En décembre 2015 est sorti en France, en même temps que le film Demain, un livre homonyme, écrit par Cyril Dion, paru aux éditions Actes Sud, qui complète le film en en approfondissant certaines dimensions. Cette publication bienvenue permet de mieux saisir l’ambition du film, à travers la nécessité d’écrire un récit mobilisateur autour de la transition écologique. Une des personnes rencontrées par l’auteur dans le cadre de la réalisation du film explique clairement le rôle des histoires dans la capacité des hommes à mettre en route leur devenir : « Car c’est ce que nous savons faire le mieux, raconter des histoires. C’est ce qui parle au cœur, c’est ce qui fait la différence ». D’où la nécessité de proposer un récit qui permette de dessiner un avenir, alors que le discours scientifique montre clairement l’impasse à laquelle l’humanité est en train de se confronter, mais qu’il ne suffit pas à la mise en route de nos sociétés.
Cela peut nous permettre de mettre en lumière la triangulation qui semble à l’œuvre dans le concept de transition écologique, à travers ces trois notions de science, de technique et de récit. La science paraît aujourd’hui tout à fait ambivalente, entre d’un côté une science qui permet de documenter l’état du monde, et une autre qui alimente le développement technologique, qui nourrit par ses effets pervers, les difficultés que l’humanité a à affronter. Cette distinction est proposée par Jean-Marc Jancovici dans un article du 28 février 2017, où l’auteur s’inquiète de politiques publiques qui promeuvent massivement une science au service de la technique, alors que la science qui nous permet de comprendre le monde et son évolution reste marginale et peu prise en compte dans les décisions publiques et privées. D’où l’impression d’un dévoiement de la science vers la technique.

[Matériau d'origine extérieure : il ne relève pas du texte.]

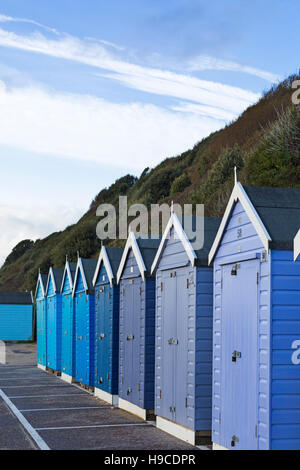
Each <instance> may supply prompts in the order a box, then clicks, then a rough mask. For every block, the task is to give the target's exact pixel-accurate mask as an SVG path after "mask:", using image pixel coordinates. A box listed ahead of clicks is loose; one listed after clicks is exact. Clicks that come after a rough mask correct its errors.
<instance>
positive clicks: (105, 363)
mask: <svg viewBox="0 0 300 470" xmlns="http://www.w3.org/2000/svg"><path fill="white" fill-rule="evenodd" d="M110 304H111V289H110V285H109V284H106V285H102V286H101V287H99V288H98V287H97V294H96V325H97V332H96V384H95V385H96V386H97V387H99V388H101V389H103V390H105V391H107V392H108V391H109V380H110V373H111V371H110V362H109V350H110V347H109V346H110V345H109V341H111V332H110V322H111V318H110V312H111V309H110Z"/></svg>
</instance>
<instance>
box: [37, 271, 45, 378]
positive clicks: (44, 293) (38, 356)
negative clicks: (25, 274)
mask: <svg viewBox="0 0 300 470" xmlns="http://www.w3.org/2000/svg"><path fill="white" fill-rule="evenodd" d="M47 279H48V275H47V274H41V272H39V276H38V280H37V284H36V290H35V304H36V343H37V366H38V367H39V368H40V369H43V370H45V369H46V366H47V359H46V355H47V348H46V337H47V331H46V326H47V325H46V321H47V318H46V314H47V309H46V307H47V301H46V287H47Z"/></svg>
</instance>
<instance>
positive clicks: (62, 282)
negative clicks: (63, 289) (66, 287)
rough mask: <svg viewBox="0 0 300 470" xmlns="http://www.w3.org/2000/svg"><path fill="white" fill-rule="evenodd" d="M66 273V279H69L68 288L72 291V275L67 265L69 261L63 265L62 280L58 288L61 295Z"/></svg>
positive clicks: (72, 281) (69, 267) (62, 290)
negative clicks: (70, 287)
mask: <svg viewBox="0 0 300 470" xmlns="http://www.w3.org/2000/svg"><path fill="white" fill-rule="evenodd" d="M66 273H68V278H69V283H70V287H71V290H73V280H72V273H71V269H70V264H69V261H68V260H67V261H66V264H65V269H64V274H63V278H62V282H61V287H60V292H61V293H62V291H63V287H64V283H65V278H66Z"/></svg>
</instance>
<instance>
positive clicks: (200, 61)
mask: <svg viewBox="0 0 300 470" xmlns="http://www.w3.org/2000/svg"><path fill="white" fill-rule="evenodd" d="M187 70H188V71H190V72H199V71H203V70H227V71H230V72H241V73H246V74H249V75H254V76H256V77H259V78H263V79H264V80H266V81H268V82H271V83H274V82H278V81H279V80H281V79H282V77H280V75H278V74H274V73H271V72H267V71H265V70H261V69H257V68H255V67H249V66H247V65H242V64H238V63H236V62H231V61H227V60H221V59H216V58H214V57H209V56H203V55H201V56H198V57H195V58H193V59H192V60H190V61H189V62H188V64H187Z"/></svg>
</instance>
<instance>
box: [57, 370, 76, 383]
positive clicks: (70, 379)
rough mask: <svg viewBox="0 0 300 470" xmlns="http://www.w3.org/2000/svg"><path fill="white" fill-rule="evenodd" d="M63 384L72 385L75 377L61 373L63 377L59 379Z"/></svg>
mask: <svg viewBox="0 0 300 470" xmlns="http://www.w3.org/2000/svg"><path fill="white" fill-rule="evenodd" d="M59 378H60V379H61V380H62V381H63V382H67V383H68V384H71V383H73V382H74V380H75V379H74V377H72V375H68V374H65V373H64V372H62V373H61V376H60V377H59Z"/></svg>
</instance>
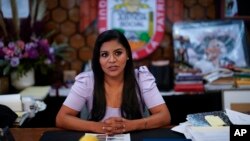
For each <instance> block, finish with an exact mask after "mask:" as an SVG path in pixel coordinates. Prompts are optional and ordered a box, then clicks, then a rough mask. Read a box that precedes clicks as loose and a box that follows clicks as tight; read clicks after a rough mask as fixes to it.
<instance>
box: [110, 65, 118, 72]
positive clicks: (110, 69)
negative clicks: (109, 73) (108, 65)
mask: <svg viewBox="0 0 250 141" xmlns="http://www.w3.org/2000/svg"><path fill="white" fill-rule="evenodd" d="M108 70H109V71H116V70H118V66H110V67H108Z"/></svg>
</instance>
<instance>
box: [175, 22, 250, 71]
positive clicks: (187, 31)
mask: <svg viewBox="0 0 250 141" xmlns="http://www.w3.org/2000/svg"><path fill="white" fill-rule="evenodd" d="M244 37H245V30H244V22H243V21H241V20H230V21H209V22H208V21H203V22H179V23H175V24H174V26H173V38H174V52H175V62H177V63H179V64H182V66H186V67H190V68H196V69H198V70H200V71H201V72H202V73H203V74H207V73H210V72H212V71H214V70H216V69H219V68H225V67H229V66H237V67H245V66H247V64H248V61H247V54H246V53H247V51H245V49H246V43H245V39H244Z"/></svg>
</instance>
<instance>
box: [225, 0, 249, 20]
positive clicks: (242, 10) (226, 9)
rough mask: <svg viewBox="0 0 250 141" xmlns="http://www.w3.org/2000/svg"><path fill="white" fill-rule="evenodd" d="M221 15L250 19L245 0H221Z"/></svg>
mask: <svg viewBox="0 0 250 141" xmlns="http://www.w3.org/2000/svg"><path fill="white" fill-rule="evenodd" d="M221 17H222V18H230V19H244V20H250V10H249V6H248V4H246V1H245V0H222V1H221Z"/></svg>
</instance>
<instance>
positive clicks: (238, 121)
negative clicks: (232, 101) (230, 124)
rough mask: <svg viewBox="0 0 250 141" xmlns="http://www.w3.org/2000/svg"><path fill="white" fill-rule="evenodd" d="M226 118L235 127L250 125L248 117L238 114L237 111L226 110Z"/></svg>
mask: <svg viewBox="0 0 250 141" xmlns="http://www.w3.org/2000/svg"><path fill="white" fill-rule="evenodd" d="M226 113H227V116H228V118H229V119H230V121H231V122H232V123H233V124H237V125H249V124H250V115H247V114H244V113H240V112H237V111H233V110H229V109H226Z"/></svg>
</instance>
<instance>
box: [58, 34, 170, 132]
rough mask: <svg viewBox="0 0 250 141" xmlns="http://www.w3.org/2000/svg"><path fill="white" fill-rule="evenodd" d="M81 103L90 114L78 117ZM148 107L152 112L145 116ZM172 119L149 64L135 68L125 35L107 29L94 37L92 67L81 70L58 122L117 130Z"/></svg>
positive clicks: (63, 109)
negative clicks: (133, 66) (88, 114)
mask: <svg viewBox="0 0 250 141" xmlns="http://www.w3.org/2000/svg"><path fill="white" fill-rule="evenodd" d="M83 106H87V109H88V110H89V112H90V115H89V119H88V120H83V119H80V118H78V117H77V115H78V114H79V112H80V111H81V109H82V107H83ZM145 107H147V108H148V109H149V112H150V116H148V117H143V112H144V110H146V109H145ZM169 124H170V113H169V110H168V108H167V106H166V104H165V102H164V100H163V98H162V96H161V94H160V92H159V90H158V88H157V87H156V83H155V79H154V77H153V76H152V74H151V73H150V72H149V71H148V69H147V68H146V67H145V66H144V67H140V68H139V69H134V67H133V60H132V52H131V48H130V46H129V43H128V40H127V39H126V37H125V36H124V35H123V34H122V33H121V32H119V31H117V30H107V31H105V32H103V33H101V34H100V35H99V36H98V37H97V40H96V43H95V48H94V51H93V58H92V71H91V72H83V73H81V74H79V75H78V76H77V77H76V79H75V83H74V85H73V86H72V88H71V91H70V93H69V95H68V97H67V98H66V100H65V102H64V103H63V105H62V107H61V109H60V110H59V112H58V114H57V117H56V125H57V127H61V128H65V129H70V130H79V131H85V132H95V133H105V134H119V133H124V132H129V131H135V130H143V129H152V128H158V127H163V126H166V125H169Z"/></svg>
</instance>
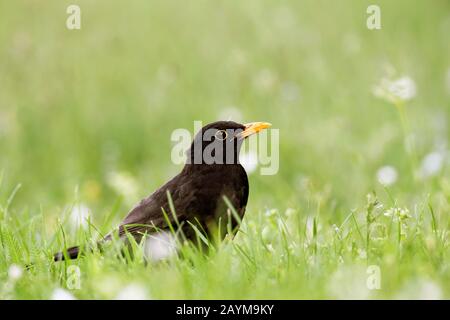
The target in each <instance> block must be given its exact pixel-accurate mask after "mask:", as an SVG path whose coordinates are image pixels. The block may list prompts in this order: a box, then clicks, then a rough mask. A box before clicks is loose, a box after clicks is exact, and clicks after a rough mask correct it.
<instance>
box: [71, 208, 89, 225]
mask: <svg viewBox="0 0 450 320" xmlns="http://www.w3.org/2000/svg"><path fill="white" fill-rule="evenodd" d="M69 219H70V223H71V226H72V227H74V228H75V229H76V228H79V227H82V228H86V227H87V226H88V220H89V208H88V207H87V206H86V205H84V204H82V203H80V204H76V205H74V206H73V208H72V211H71V212H70V217H69Z"/></svg>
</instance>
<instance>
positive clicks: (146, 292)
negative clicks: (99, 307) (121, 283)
mask: <svg viewBox="0 0 450 320" xmlns="http://www.w3.org/2000/svg"><path fill="white" fill-rule="evenodd" d="M147 299H149V297H148V294H147V290H146V288H144V287H142V286H141V285H138V284H135V283H133V284H130V285H128V286H126V287H125V288H123V289H122V290H120V292H119V293H118V294H117V297H116V300H147Z"/></svg>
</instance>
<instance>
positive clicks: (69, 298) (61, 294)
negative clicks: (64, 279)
mask: <svg viewBox="0 0 450 320" xmlns="http://www.w3.org/2000/svg"><path fill="white" fill-rule="evenodd" d="M51 300H76V298H75V297H74V296H73V294H71V293H70V292H69V291H67V290H65V289H62V288H56V289H55V290H53V292H52V296H51Z"/></svg>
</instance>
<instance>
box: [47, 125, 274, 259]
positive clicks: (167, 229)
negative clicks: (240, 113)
mask: <svg viewBox="0 0 450 320" xmlns="http://www.w3.org/2000/svg"><path fill="white" fill-rule="evenodd" d="M270 126H271V124H269V123H267V122H252V123H248V124H239V123H236V122H233V121H218V122H214V123H210V124H208V125H206V126H205V127H203V128H202V129H201V130H200V131H199V132H198V133H197V134H196V136H195V137H194V140H193V142H192V144H191V147H190V148H189V150H188V151H187V154H186V164H185V165H184V167H183V170H181V172H180V173H179V174H178V175H176V176H175V177H174V178H172V179H171V180H170V181H168V182H167V183H166V184H164V185H163V186H162V187H160V188H159V189H157V190H156V191H155V192H153V193H152V194H151V195H150V196H148V197H147V198H145V199H143V200H142V201H141V202H140V203H139V204H138V205H137V206H136V207H134V208H133V209H132V210H131V211H130V212H129V213H128V215H127V216H126V217H125V219H124V220H123V222H122V223H121V224H120V226H119V228H118V229H116V230H115V231H114V232H112V233H110V234H108V235H107V236H106V237H104V238H103V239H102V240H101V241H100V242H99V243H98V244H99V245H100V246H101V244H102V243H103V242H105V241H109V240H111V239H112V238H113V236H114V235H116V236H118V237H119V238H120V239H122V240H124V241H125V242H126V241H128V240H127V239H128V237H129V236H130V235H131V236H132V237H133V238H134V239H135V240H136V242H137V243H139V242H140V241H141V240H142V238H143V237H144V236H146V235H149V234H154V233H157V232H159V231H161V230H166V231H167V230H170V228H171V227H172V228H173V226H175V228H178V229H181V230H182V234H183V235H184V237H185V238H186V239H187V240H194V239H195V238H196V234H195V230H194V228H193V227H192V225H197V226H198V229H197V230H203V231H206V232H207V233H209V232H210V231H212V230H213V229H214V228H217V226H218V224H219V227H220V228H221V227H223V224H227V223H230V220H231V223H230V224H231V229H232V230H233V229H235V227H236V226H237V221H236V220H237V219H230V207H229V205H231V206H232V208H234V209H235V212H236V213H237V214H238V215H239V216H240V218H241V219H242V217H243V216H244V213H245V207H246V205H247V199H248V193H249V185H248V178H247V174H246V172H245V170H244V168H243V167H242V165H241V164H240V163H239V151H240V148H241V145H242V143H243V141H244V139H245V138H247V137H248V136H250V135H252V134H255V133H258V132H259V131H261V130H263V129H266V128H268V127H270ZM227 200H228V203H227ZM227 219H228V220H227ZM215 230H217V229H215ZM228 230H229V229H228ZM220 234H221V235H222V236H224V235H225V234H226V232H223V233H222V232H221V233H220ZM80 252H81V250H80V247H79V246H75V247H71V248H68V249H66V250H64V251H63V252H59V253H56V254H55V255H54V260H55V261H60V260H64V259H76V258H77V257H78V256H79V254H80Z"/></svg>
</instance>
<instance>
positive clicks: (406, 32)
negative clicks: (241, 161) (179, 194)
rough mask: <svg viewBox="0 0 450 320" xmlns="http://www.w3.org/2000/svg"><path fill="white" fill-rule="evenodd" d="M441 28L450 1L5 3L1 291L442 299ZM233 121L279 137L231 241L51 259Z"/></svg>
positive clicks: (444, 291) (114, 218)
mask: <svg viewBox="0 0 450 320" xmlns="http://www.w3.org/2000/svg"><path fill="white" fill-rule="evenodd" d="M70 4H77V5H79V7H80V8H81V29H80V30H69V29H67V28H66V19H67V17H68V15H67V13H66V8H67V7H68V6H69V5H70ZM371 4H378V5H379V6H380V8H381V29H379V30H369V29H368V28H367V26H366V20H367V17H368V14H367V13H366V9H367V7H368V6H369V5H371ZM449 33H450V3H449V2H448V1H445V0H434V1H424V0H415V1H409V0H399V1H387V0H383V1H381V0H380V1H365V0H363V1H361V0H345V1H324V0H321V1H314V0H306V1H295V0H292V1H282V2H279V1H269V0H263V1H257V0H249V1H234V0H233V1H207V0H199V1H192V2H190V3H189V4H187V3H185V2H180V1H174V0H169V1H156V0H153V1H144V0H139V1H133V2H119V1H116V2H112V1H96V2H92V1H87V0H76V1H59V0H51V1H46V2H45V3H42V2H41V1H32V0H18V1H2V2H0V299H64V298H66V299H126V298H144V299H264V298H267V299H347V298H356V299H358V298H359V299H448V298H450V264H449V263H450V260H449V240H448V233H449V231H448V230H449V226H450V220H449V212H450V171H449V169H450V166H449V164H450V153H449V138H450V133H449V130H450V128H449V125H450V123H449V121H450V59H449V57H450V41H449ZM227 119H232V120H235V121H238V122H251V121H267V122H270V123H272V124H273V128H275V129H279V135H280V140H279V145H278V146H277V147H278V148H277V151H278V152H279V170H278V172H277V173H276V174H274V175H261V174H260V173H259V168H258V167H256V168H251V170H249V181H250V196H249V203H248V206H247V211H246V215H245V218H244V220H243V223H242V226H241V230H240V232H239V233H238V234H237V235H236V237H235V238H234V239H233V240H231V239H229V238H227V239H225V240H224V241H223V242H221V243H219V244H217V245H216V246H214V247H211V249H210V252H209V254H207V255H205V254H202V253H201V252H199V251H198V250H197V248H196V247H193V246H190V245H186V246H184V247H183V248H182V249H180V250H181V251H182V253H183V257H181V255H176V254H174V255H172V256H170V257H168V258H166V259H164V260H163V261H159V262H151V261H150V262H149V261H146V259H145V256H144V253H143V252H142V250H140V248H139V247H136V248H135V249H136V250H135V251H136V252H135V254H134V258H133V259H132V258H130V257H129V256H124V257H117V254H116V253H117V248H116V247H113V248H111V249H110V250H106V251H105V252H104V253H102V254H101V253H99V252H97V251H95V252H93V253H90V254H87V255H86V256H84V257H83V258H81V259H79V260H76V261H69V262H58V263H55V262H53V261H52V254H53V253H54V252H56V251H59V250H61V249H62V248H64V247H67V246H71V245H75V244H86V243H89V242H90V241H92V240H91V239H99V238H100V237H101V235H102V234H103V235H104V234H106V233H107V232H108V231H110V230H112V229H113V228H114V227H116V226H117V225H118V223H119V222H120V221H121V219H123V217H124V216H125V215H126V213H127V212H128V211H129V209H130V208H132V206H133V205H134V204H135V203H137V202H138V201H139V200H140V199H142V198H143V197H145V196H147V195H148V194H150V193H151V192H152V191H154V190H155V189H156V188H158V187H159V186H160V185H162V184H163V183H164V182H166V181H167V180H168V179H169V178H171V177H172V176H174V175H175V174H176V173H177V172H178V171H179V170H181V167H182V165H176V164H174V163H172V161H171V150H172V147H173V142H172V141H171V139H170V137H171V133H172V132H173V131H174V130H175V129H177V128H186V129H189V130H192V128H193V122H194V121H195V120H200V121H203V123H209V122H213V121H216V120H227ZM186 256H187V258H186ZM30 263H33V267H32V268H31V269H30V270H26V269H25V268H24V266H26V265H28V264H30Z"/></svg>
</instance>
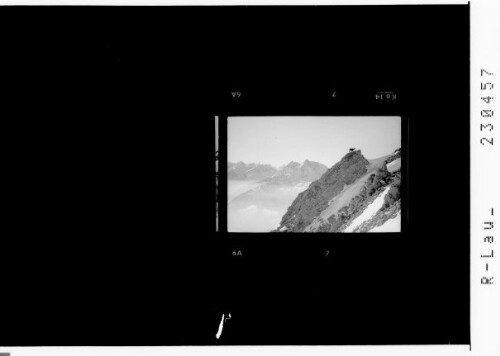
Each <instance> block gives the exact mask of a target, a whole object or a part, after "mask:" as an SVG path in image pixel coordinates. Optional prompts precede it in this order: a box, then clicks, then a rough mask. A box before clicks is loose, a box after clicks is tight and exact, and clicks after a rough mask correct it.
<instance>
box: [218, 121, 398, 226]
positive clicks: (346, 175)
mask: <svg viewBox="0 0 500 356" xmlns="http://www.w3.org/2000/svg"><path fill="white" fill-rule="evenodd" d="M227 164H228V167H227V169H228V173H227V179H228V181H227V183H228V184H227V186H228V231H229V232H275V233H289V232H306V233H314V232H346V233H348V232H400V231H401V193H400V189H401V118H400V117H229V118H228V163H227Z"/></svg>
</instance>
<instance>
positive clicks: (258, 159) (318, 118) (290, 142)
mask: <svg viewBox="0 0 500 356" xmlns="http://www.w3.org/2000/svg"><path fill="white" fill-rule="evenodd" d="M351 147H355V148H357V149H361V151H362V153H363V155H364V156H365V157H366V158H367V159H373V158H378V157H381V156H385V155H387V154H389V153H391V152H393V151H394V150H395V149H396V148H399V147H401V118H400V117H394V116H391V117H381V116H365V117H340V116H335V117H323V116H321V117H319V116H316V117H303V116H300V117H299V116H292V117H277V116H275V117H230V118H228V161H230V162H238V161H243V162H245V163H268V164H272V165H273V166H280V165H283V164H287V163H289V162H290V161H297V162H303V161H304V160H306V159H308V160H310V161H316V162H320V163H323V164H325V165H327V166H329V167H330V166H332V165H334V164H335V163H337V162H338V161H339V160H340V159H341V158H342V157H343V156H344V155H345V154H346V153H347V152H348V151H349V148H351Z"/></svg>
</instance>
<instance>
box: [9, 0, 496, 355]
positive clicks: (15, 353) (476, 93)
mask: <svg viewBox="0 0 500 356" xmlns="http://www.w3.org/2000/svg"><path fill="white" fill-rule="evenodd" d="M466 3H467V1H402V0H400V1H388V0H386V1H380V0H378V1H376V0H373V1H370V0H365V1H332V0H330V1H319V0H315V1H306V0H301V1H243V0H240V1H239V0H236V1H235V0H232V1H229V0H223V1H221V0H219V1H210V0H184V1H166V0H165V1H160V0H154V1H152V0H146V1H132V0H120V1H118V0H116V1H115V0H111V1H109V0H108V1H98V0H87V1H84V0H65V1H43V0H31V1H29V0H25V1H14V0H10V1H6V0H0V5H7V4H15V5H20V4H25V5H29V4H33V5H35V4H61V5H62V4H75V5H76V4H100V5H237V4H245V5H258V4H266V5H272V4H289V5H299V4H305V5H313V4H322V5H326V4H330V5H342V4H349V5H370V4H372V5H373V4H392V5H394V4H408V5H409V4H466ZM443 26H446V19H443ZM499 37H500V0H472V1H471V288H472V289H471V311H472V314H471V324H472V350H471V351H470V350H469V346H456V345H448V346H359V347H354V346H296V347H292V346H269V347H259V346H253V347H252V346H246V347H244V346H242V347H225V346H215V347H37V348H31V347H22V348H12V347H11V348H2V347H0V352H10V353H11V354H12V356H16V355H19V356H23V355H41V356H45V355H47V356H49V355H50V356H58V355H70V356H80V355H81V356H84V355H120V356H132V355H133V356H135V355H137V356H139V355H141V356H143V355H144V356H153V355H154V356H157V355H158V356H159V355H179V356H196V355H208V356H212V355H213V356H226V355H227V356H233V355H237V356H240V355H243V356H247V355H273V356H281V355H287V356H299V355H300V356H302V355H304V356H310V355H312V354H314V355H332V354H334V355H339V356H344V355H345V356H351V355H352V356H357V355H360V356H361V355H370V356H373V355H375V356H377V355H398V356H399V355H412V356H419V355H422V356H424V355H425V356H432V355H443V356H445V355H450V356H451V355H453V356H459V355H471V356H475V355H478V356H489V355H495V356H498V355H499V354H500V307H499V303H500V302H499V301H500V294H499V292H498V290H499V285H500V276H499V275H498V270H499V269H500V268H499V258H498V256H499V255H500V249H499V248H498V245H499V242H498V240H499V239H500V236H499V234H498V232H497V231H500V219H499V216H500V204H499V201H500V190H499V184H500V183H499V182H500V174H499V172H500V152H499V146H500V135H498V134H497V133H496V132H498V131H500V108H499V102H500V92H499V88H500V38H499ZM481 68H483V69H486V70H488V71H490V72H493V73H494V76H493V77H491V78H490V80H488V81H490V82H493V83H494V85H495V88H494V89H493V90H492V91H491V93H490V96H493V97H494V100H493V101H492V104H490V105H485V103H484V102H483V101H482V100H481V96H485V95H484V93H485V91H481V89H480V88H481V86H480V83H481V80H482V79H484V78H481V77H480V71H481ZM442 90H446V87H443V89H442ZM444 104H446V103H444ZM448 104H449V105H453V103H448ZM486 108H488V109H493V110H494V113H495V116H494V117H493V118H492V119H490V120H489V121H488V119H485V118H482V117H481V116H480V111H481V110H482V109H486ZM487 122H490V123H492V124H493V125H494V130H493V131H492V132H493V137H494V139H495V142H494V143H495V145H494V146H481V145H480V143H479V141H480V139H481V137H483V136H484V132H480V130H479V125H480V123H483V124H485V123H487ZM449 134H450V135H452V134H453V123H452V122H450V132H449ZM490 136H491V134H489V133H488V137H490ZM464 144H467V143H466V142H464ZM491 207H495V213H496V214H495V216H494V217H493V218H494V226H495V227H494V229H493V230H489V232H490V233H488V235H491V232H493V235H494V236H495V239H496V241H495V242H494V243H493V244H492V245H491V246H492V247H493V248H494V249H495V253H496V257H495V258H494V259H490V262H489V263H490V265H489V272H491V273H490V274H491V275H494V276H495V277H494V278H495V279H494V284H493V286H481V284H480V279H481V277H482V276H483V275H484V272H485V269H484V263H485V261H484V258H481V257H480V256H481V254H485V253H488V252H489V251H491V248H490V249H488V248H487V247H486V244H485V243H484V242H483V238H484V236H486V233H485V230H483V227H484V221H486V220H487V219H488V220H491V216H490V215H489V211H490V209H491ZM443 258H445V257H443ZM0 319H1V316H0Z"/></svg>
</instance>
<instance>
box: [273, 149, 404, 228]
mask: <svg viewBox="0 0 500 356" xmlns="http://www.w3.org/2000/svg"><path fill="white" fill-rule="evenodd" d="M400 185H401V150H400V149H397V150H396V151H394V152H393V153H392V154H389V155H387V156H384V157H380V158H378V159H373V160H367V159H366V158H365V157H364V156H363V154H362V153H361V151H360V150H355V151H353V152H349V153H347V154H346V155H345V156H344V157H343V158H342V159H341V160H340V161H339V162H338V163H336V164H335V165H334V166H333V167H331V168H330V169H328V170H327V171H326V172H325V173H324V174H323V175H322V176H321V178H319V179H318V180H316V181H314V182H312V183H311V184H310V185H309V186H308V188H307V189H306V190H304V191H303V192H301V193H299V194H298V196H297V197H296V198H295V200H294V201H293V203H292V204H291V206H290V207H289V208H288V210H287V212H286V213H285V214H284V216H283V218H282V219H281V223H280V225H279V227H278V228H277V229H276V230H275V232H368V231H370V232H388V231H400V225H401V224H400V220H401V199H400V196H401V193H400Z"/></svg>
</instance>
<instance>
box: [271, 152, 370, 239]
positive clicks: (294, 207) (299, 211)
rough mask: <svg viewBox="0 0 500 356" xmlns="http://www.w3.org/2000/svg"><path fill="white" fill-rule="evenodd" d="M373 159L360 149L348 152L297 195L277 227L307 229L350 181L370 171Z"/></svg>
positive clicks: (342, 189) (301, 231)
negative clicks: (303, 191)
mask: <svg viewBox="0 0 500 356" xmlns="http://www.w3.org/2000/svg"><path fill="white" fill-rule="evenodd" d="M369 163H370V162H369V161H368V160H367V159H366V158H365V157H364V156H363V155H362V154H361V151H359V150H358V151H353V152H349V153H348V154H346V155H345V156H344V157H343V158H342V159H341V160H340V162H338V163H336V164H335V165H334V166H333V167H332V168H330V169H329V170H328V171H326V172H325V173H324V174H323V175H322V176H321V178H320V179H318V180H317V181H315V182H313V183H311V185H310V186H309V188H308V189H307V190H305V191H304V192H302V193H300V194H299V195H298V196H297V198H296V199H295V200H294V202H293V203H292V205H291V206H290V207H289V208H288V210H287V212H286V214H285V215H284V216H283V218H282V220H281V223H280V226H279V227H278V229H277V230H278V231H284V230H286V231H287V232H303V231H304V230H305V229H306V227H308V226H309V225H310V224H311V223H312V222H313V220H314V219H315V218H316V217H317V216H319V215H320V213H321V212H322V211H323V210H325V209H326V208H327V207H328V205H329V202H330V201H331V199H332V198H334V197H335V196H337V195H339V194H340V193H341V192H342V190H343V189H344V187H345V186H346V185H347V186H348V185H350V184H352V183H354V182H355V181H356V180H357V179H358V178H360V177H361V176H363V175H364V174H365V173H366V172H367V167H368V165H369Z"/></svg>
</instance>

Dans le même temps, le livre de Cyril Dion apporte des éléments intéressants sur un dévoiement de la technique comme récit. Ainsi, même si l’idéologie du progrès n’est plus partagée comme elle put l’être au tournant du XIXème siècle, l’ensemble de nos usages de la technique prennent une forme addictive qui nous fait adhérer à un récit dont les mots-clés sont : intelligence artificielle, numérique, robotisation, connectivité, etc… Cette adhésion n’est pas forcément choisie, mais elle nous fait rentrer dans un récit de développement économique et technologique qui est l’idéologie dominante aujourd’hui : poursuite de la croissance, promotion de l’innovation pour l’innovation, mythe de l’accélération, déshumanisation de l’homme… Les réflexions de Cyril Dion, qui s’étonne de la profondeur des expériences qu’il relate et de la vacuité de l’univers dans lequel il évolue, montre la caractéristique principale de ce récit technologique : il est aliénant, le sujet étant pris dans un tissu de relations techniques qui le contraint, alors qu’il aspire profondément à autre chose.
D’où la nécessité de réécrire un récit positif, qui permette à nos sociétés de se réapproprier leur devenir, au sujet d’unifier ses aspirations et ses pratiques, et à notre humanité de tirer pleinement les conséquences de ce que nous dit la science de nos possibilités sur cette terre. Ce récit, c’est celui de la transition écologique.